Abstract

The detection of human emotions from speech signals remains a challenging frontier in audio processing and human-computer interaction domains. This study introduces a novel approach to Speech Emotion Recognition (SER) using a Dendritic Layer combined with a Capsule Network (DendCaps). A Convolutional Neural Network (NN) and a Long Short-Time Neural Network (CLSTM) hybrid model are used to create a baseline which is then compared to the DendCap model. Integrating dendritic layers and capsule networks for speech emotion detection can harness the unique advantages of both architectures, potentially leading to more sophisticated and accurate models.
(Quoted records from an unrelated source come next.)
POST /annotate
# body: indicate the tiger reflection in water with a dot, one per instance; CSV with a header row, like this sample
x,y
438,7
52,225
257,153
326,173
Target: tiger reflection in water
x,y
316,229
Dendritic layers, inspired by the nonlinear processing properties of dendritic trees in biological neurons, can handle the intricate patterns and variabilities inherent in speech signals, while capsule networks, with their dynamic routing mechanisms, are adept at preserving hierarchical spatial relationships within the data, enabling the model to capture more refined emotional subtleties in human speech. The main motivation for using DendCaps is to bridge the gap between the capabilities of biological neural systems and artificial neural networks. This combination aims to capitalize on the hierarchical nature of speech data, where intricate patterns and dependencies can be better captured. Finally, two ensemble methods namely stacking and boosting are used for evaluating the CLSTM and DendCaps networks and the experimental results show that stacking of the CLSTM and DendCaps networks gives the superior result with a 75% accuracy.